Remembering Miriam Wosk, First Ms. Cover Artist

We were sad here at Ms. to learn that Miriam Wosk–who created the iconic first cover of the magazine–has died at age 63.

Wosk’s cover depicted a modern version of the Hindu goddess Kali, tears streaming down her face while she uses eight arms to juggle an overabundance of work and household tasks. Meanwhile, a new baby is growing inside her belly. In charming style and vibrant color, this Wosk original illustrated Jane O’Reilly’s much-reprinted story, “The Housewife’s Moment of Truth.”

Several of us on the Ms. staff were lucky to meet Wosk a few years ago when she dropped by the office. We enjoyed being introduced to her more recent artwork–which was gorgeous. To create her colorful and intricate mixed-media images, she used vintage wallpaper, paint, glitter, metallic foils, jewels, beads, sequins, plant material, sea life and other found objects.
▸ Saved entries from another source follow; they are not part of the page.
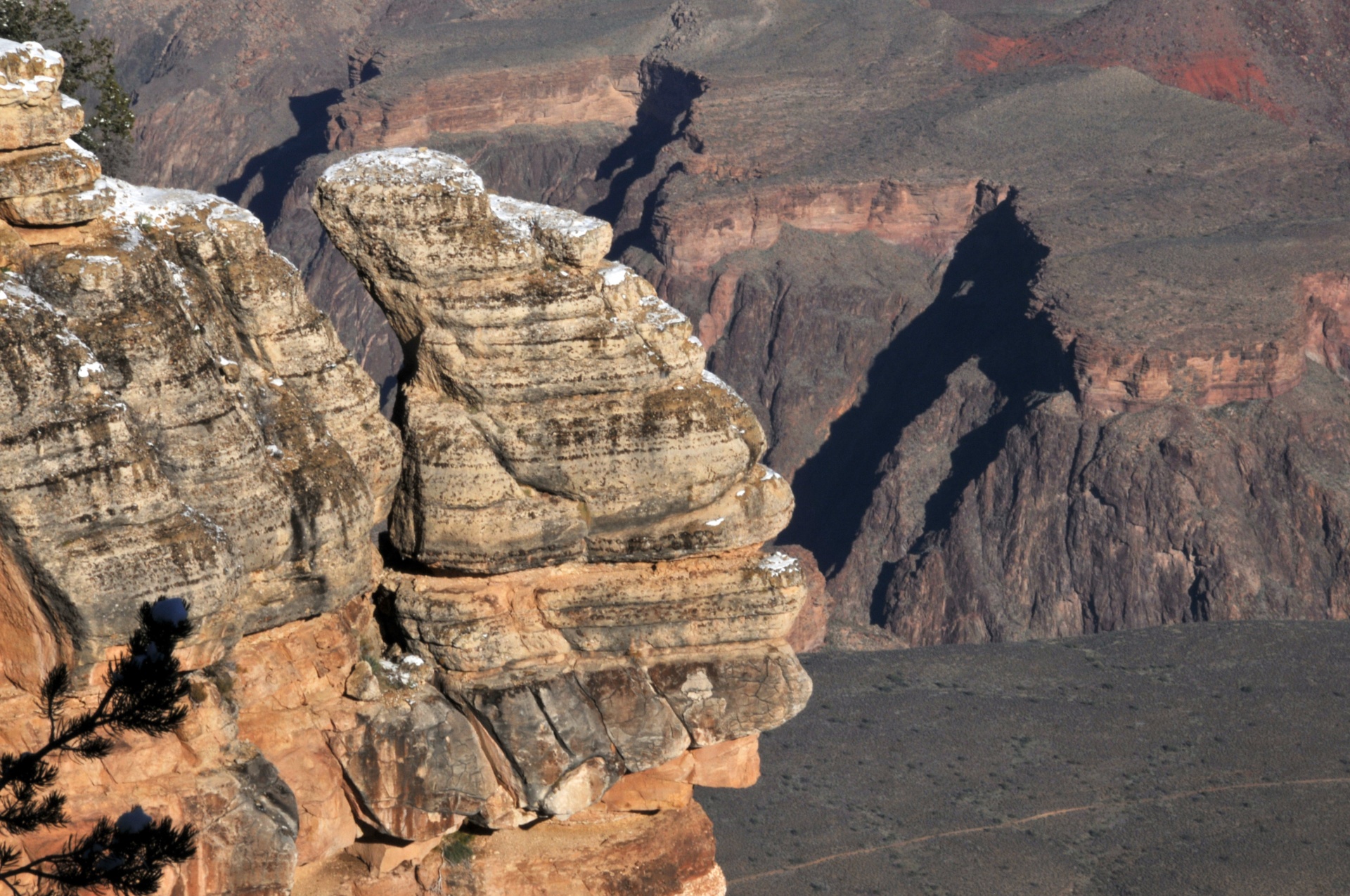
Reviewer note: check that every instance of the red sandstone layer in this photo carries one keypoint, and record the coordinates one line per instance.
(598, 89)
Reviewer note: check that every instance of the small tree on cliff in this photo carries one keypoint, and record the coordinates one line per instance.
(127, 856)
(89, 73)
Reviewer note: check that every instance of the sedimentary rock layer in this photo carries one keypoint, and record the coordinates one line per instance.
(183, 422)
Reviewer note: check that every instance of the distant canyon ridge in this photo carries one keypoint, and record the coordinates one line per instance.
(1043, 304)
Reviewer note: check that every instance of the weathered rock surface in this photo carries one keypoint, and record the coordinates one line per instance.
(181, 422)
(184, 422)
(557, 401)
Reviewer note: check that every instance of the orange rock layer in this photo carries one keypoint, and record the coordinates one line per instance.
(1113, 379)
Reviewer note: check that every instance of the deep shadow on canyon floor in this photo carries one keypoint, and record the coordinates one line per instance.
(1199, 759)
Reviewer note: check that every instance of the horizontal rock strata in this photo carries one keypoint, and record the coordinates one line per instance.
(566, 444)
(181, 422)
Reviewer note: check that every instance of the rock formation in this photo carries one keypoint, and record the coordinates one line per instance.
(572, 623)
(825, 190)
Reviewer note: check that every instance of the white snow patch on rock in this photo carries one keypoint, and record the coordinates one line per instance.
(406, 167)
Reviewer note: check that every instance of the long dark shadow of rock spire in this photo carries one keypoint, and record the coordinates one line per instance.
(982, 311)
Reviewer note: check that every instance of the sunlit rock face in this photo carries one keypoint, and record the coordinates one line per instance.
(180, 417)
(581, 512)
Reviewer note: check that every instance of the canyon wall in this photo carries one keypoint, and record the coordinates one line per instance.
(569, 625)
(898, 228)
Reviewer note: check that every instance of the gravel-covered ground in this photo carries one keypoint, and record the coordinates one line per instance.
(1210, 759)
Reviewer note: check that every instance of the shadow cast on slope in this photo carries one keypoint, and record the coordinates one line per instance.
(982, 311)
(662, 117)
(278, 167)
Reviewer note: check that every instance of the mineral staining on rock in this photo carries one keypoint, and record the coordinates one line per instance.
(557, 409)
(45, 178)
(567, 448)
(579, 604)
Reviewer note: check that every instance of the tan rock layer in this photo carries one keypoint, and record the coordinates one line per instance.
(557, 409)
(1113, 379)
(168, 369)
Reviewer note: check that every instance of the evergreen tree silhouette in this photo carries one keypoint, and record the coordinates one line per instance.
(127, 856)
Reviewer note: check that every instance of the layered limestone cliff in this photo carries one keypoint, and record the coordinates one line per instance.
(570, 625)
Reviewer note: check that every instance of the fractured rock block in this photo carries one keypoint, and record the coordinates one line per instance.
(48, 169)
(30, 74)
(557, 739)
(415, 765)
(726, 695)
(539, 616)
(555, 394)
(44, 124)
(60, 207)
(617, 855)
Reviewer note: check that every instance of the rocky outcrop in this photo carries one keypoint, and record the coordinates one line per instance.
(45, 177)
(566, 446)
(558, 409)
(184, 422)
(575, 624)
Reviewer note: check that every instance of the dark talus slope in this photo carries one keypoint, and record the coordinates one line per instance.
(804, 183)
(1195, 759)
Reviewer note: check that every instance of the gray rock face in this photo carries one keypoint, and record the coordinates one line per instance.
(557, 408)
(563, 438)
(415, 765)
(181, 420)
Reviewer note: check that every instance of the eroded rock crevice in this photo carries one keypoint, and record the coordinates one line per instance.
(577, 623)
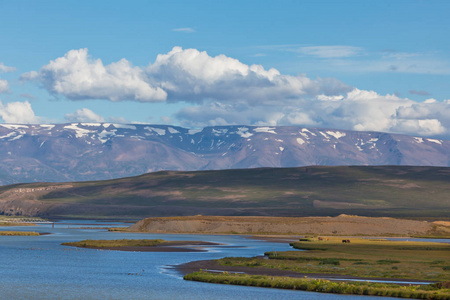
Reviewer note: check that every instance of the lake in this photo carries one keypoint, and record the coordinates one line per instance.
(38, 267)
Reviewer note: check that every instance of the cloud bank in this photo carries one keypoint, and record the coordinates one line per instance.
(18, 112)
(222, 90)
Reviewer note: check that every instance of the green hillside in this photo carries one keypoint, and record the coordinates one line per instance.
(394, 191)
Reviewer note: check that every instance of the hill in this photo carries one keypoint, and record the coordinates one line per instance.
(99, 151)
(387, 191)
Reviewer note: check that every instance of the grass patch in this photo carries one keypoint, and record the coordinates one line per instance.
(19, 233)
(115, 243)
(325, 286)
(387, 261)
(360, 258)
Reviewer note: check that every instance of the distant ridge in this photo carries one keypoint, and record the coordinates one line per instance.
(95, 151)
(382, 191)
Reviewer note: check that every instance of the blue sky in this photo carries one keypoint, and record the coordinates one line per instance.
(361, 65)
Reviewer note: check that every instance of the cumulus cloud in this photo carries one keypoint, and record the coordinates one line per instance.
(356, 110)
(192, 75)
(4, 86)
(225, 91)
(6, 69)
(18, 112)
(180, 75)
(84, 115)
(77, 76)
(184, 29)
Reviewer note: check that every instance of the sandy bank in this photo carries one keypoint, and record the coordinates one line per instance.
(341, 225)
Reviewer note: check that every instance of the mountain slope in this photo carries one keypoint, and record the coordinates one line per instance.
(94, 151)
(395, 191)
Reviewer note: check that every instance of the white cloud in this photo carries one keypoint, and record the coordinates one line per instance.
(355, 110)
(4, 86)
(227, 91)
(119, 120)
(180, 75)
(330, 51)
(184, 29)
(18, 112)
(191, 75)
(6, 69)
(84, 115)
(77, 77)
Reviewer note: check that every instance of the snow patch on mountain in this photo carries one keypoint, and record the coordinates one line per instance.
(336, 134)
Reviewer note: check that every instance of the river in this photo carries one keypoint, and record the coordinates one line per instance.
(39, 267)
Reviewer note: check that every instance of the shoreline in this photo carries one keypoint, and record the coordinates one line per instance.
(212, 266)
(169, 246)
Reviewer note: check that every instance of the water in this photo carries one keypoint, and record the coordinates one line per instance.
(38, 267)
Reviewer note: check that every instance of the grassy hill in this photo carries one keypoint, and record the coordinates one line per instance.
(394, 191)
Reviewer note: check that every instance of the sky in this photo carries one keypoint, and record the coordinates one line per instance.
(357, 65)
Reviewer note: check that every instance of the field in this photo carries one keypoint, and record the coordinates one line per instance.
(340, 225)
(19, 233)
(360, 258)
(363, 259)
(326, 286)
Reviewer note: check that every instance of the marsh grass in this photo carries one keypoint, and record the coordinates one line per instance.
(325, 286)
(115, 243)
(19, 233)
(360, 258)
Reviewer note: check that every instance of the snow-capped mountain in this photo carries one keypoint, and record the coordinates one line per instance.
(94, 151)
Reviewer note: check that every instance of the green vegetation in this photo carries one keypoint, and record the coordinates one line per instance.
(437, 291)
(19, 233)
(115, 243)
(19, 221)
(388, 191)
(360, 258)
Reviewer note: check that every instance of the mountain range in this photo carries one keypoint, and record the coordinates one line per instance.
(98, 151)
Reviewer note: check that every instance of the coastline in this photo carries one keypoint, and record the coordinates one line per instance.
(213, 267)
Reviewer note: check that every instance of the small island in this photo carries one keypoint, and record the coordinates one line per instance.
(19, 233)
(143, 245)
(343, 265)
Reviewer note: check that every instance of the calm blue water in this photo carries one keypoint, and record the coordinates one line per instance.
(40, 268)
One reviewer described her work as:

a sort of gothic, hyper-decorative Surrealism that is as invigorating for the imagination as it is for the eye.

Wosk was born into a wealthy Jewish family in Vancouver, Canada. By age 4 she decided she was an artist, and by her 20s had moved to New York and become a fashion illustrator for such magazines as Vogue and New York (where Gloria Steinem was a regular contributor, and in whose pages Ms. began as an insert). In the 1980s Wosk went back west, this time to Los Angeles.

Her work appeared in more than a hundred individual and groups shows, but according to Frank Gehry, who designed a house for her in Beverly Hills, she didn’t hustle for sales. He told the The Globe and Mail:

Miriam didn’t need the money and she didn’t compromise. She was independent and very dignified. She was part of the L.A. scene, the L.A. art gang. Her house was incredible and she would have these wonderful dinner parties for the artists. She was satisfied that a few of us knew her work and loved her. She was very generous.

The notion of adapting Hindu mythology’s many-armed deities to represent a person with a multitude of tasks to handle all at once–as embodied in Wosk’s Ms. cover–has been copied by others (including two updates at Ms., one by Wosk herself on the back cover of the December 2001/January 2002 issue), most recently a controversial Newsweek cover of President Obama as the Hindu god Nataraja. But none will ever outdo the Wosk original, which seemed to perfectly capture its moment in feminist time.

“She was a most wonderful woman, and her art expanded minds and hearts,” Gloria Steinem told us recently.

Wosk, who is survived by her son Adam Gunther, made a final trip west after her death: She was buried in Hawaii, according to her wishes.